I went to a CloudCamp in London back in early July that was all a bit weirder than usual – quite a bit of swearing from the speakers, some very passionate lightning presentations and a generally more militant and chaotic feel to the whole event – which made it all the more enjoyable. There was a mix of the strange, the vaguely self-promotional and the fascinating, followed by beers and pizza. What’s not to like!
I arrived a little late due to “just one more email” syndrome and when I walked in Francine Bennett from MastodonC was already presenting some data on the relative carbon footprints of the various Amazon Web Services (AWS) regions. She wasn’t picking on AWS specifically – but using the market leader as a benchmark to get her point across. I’ve found a similar presentation from Francine at a previous event here.
Her presentation reminded me of the points made by Dr Chris Tuppen in a white paper published on the Smart421 web site some time ago (there’s a link to it here)…
- The data centre industry strives for the mythical PUE (Power Usage Effectiveness) of 1.0, but efficiency does not equate to being green. Being efficient in use of cooling, lighting etc is obviously a good thing, but actually the key issue is…
- The power source – the dominant factor on the carbon footprint of a data centre is its power source. Kinda obvious really, but the variability in the carbon emissions per kWh around the world is staggering – have a look at the following data…the “bad boys” are typically coal-generation based, and the “good boys” are hydro/thermal or nuclear-based. Greenland isn’t in my data set below, but that would be even better.
So what this means is that if your data centre runs on power from France, it already has nearly 9 times lower CO2 emissions than if it were running in Ireland. So working really hard to tweak your PUE down from 1.2 to 1.1 seems kinda secondary in this context…
Another key factor is the climate/environment your data centre is in – i.e. is it in a hot or a cold place. Hot = bad as all the cooling required just drives up emissions, and would of course be reflected in your PUE rating. So Ireland wins here as it’s not that warm, and Greenland really wins.
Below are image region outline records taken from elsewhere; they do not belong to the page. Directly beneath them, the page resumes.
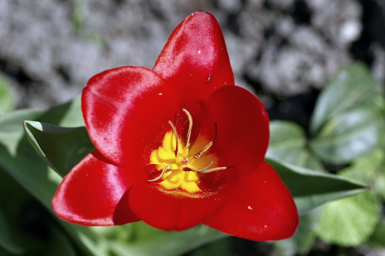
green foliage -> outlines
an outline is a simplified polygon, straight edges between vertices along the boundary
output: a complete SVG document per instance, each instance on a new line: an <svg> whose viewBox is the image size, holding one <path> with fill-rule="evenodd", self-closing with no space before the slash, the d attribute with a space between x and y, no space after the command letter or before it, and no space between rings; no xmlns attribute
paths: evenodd
<svg viewBox="0 0 385 256"><path fill-rule="evenodd" d="M5 78L0 75L0 116L15 107L15 96Z"/></svg>
<svg viewBox="0 0 385 256"><path fill-rule="evenodd" d="M271 121L266 157L313 170L323 170L321 163L307 148L305 131L292 122Z"/></svg>
<svg viewBox="0 0 385 256"><path fill-rule="evenodd" d="M315 154L343 164L378 146L385 132L383 95L363 64L343 68L323 90L312 116L310 145Z"/></svg>

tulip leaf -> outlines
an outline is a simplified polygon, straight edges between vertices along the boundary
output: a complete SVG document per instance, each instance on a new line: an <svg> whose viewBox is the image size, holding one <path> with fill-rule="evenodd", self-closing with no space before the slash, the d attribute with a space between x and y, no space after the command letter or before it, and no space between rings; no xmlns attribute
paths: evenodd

Applying this to an AWS context – what this means is that you can immediately get a 43% emissions reduction by moving your AWS workload from US-East in Virginia (the cheapest region to use, but it’s hot there and the local power sources are dirtier) to the EU Region in Ireland. [Data sourced from here]. Given that moving AWS workloads between regions is pretty trivial to achieve, for scenarios where bandwidth/latency considerations are not a barrier this is an absolute no-brainer to do. This is where IaaS/cloud computing really wins out – the portability of workloads mainly due to the pricing model. Of course – all the Smart421 AWS deployments tend to be in the EU region anyway as it is the local region for our customer base
But if you really want to get emissions down, port your IT workload to GreenQloud in Greenland who run a 100% carbon neutral data centre facility – this is only possible because they rely on carbon neutral power sources (geothermal and hydro), and helpfully it’s a bit chillier there too. The reality today though is that latency (an assumption – I must measure this at some point…) and the lack of geographically-separated data centres (i.e. the multi-AZ model in the AWS world) makes this not really fit for enterprise use in my view. They run AWS-like APIs for the basic AWS services of compute and storage but of course you don’t get the richness of the rest of the AWS platform.
So – coming back to my opening question – “How green is your cloud and what can you do about it?”. Answer – probably not very depending on where it is, so think about where it is and move it.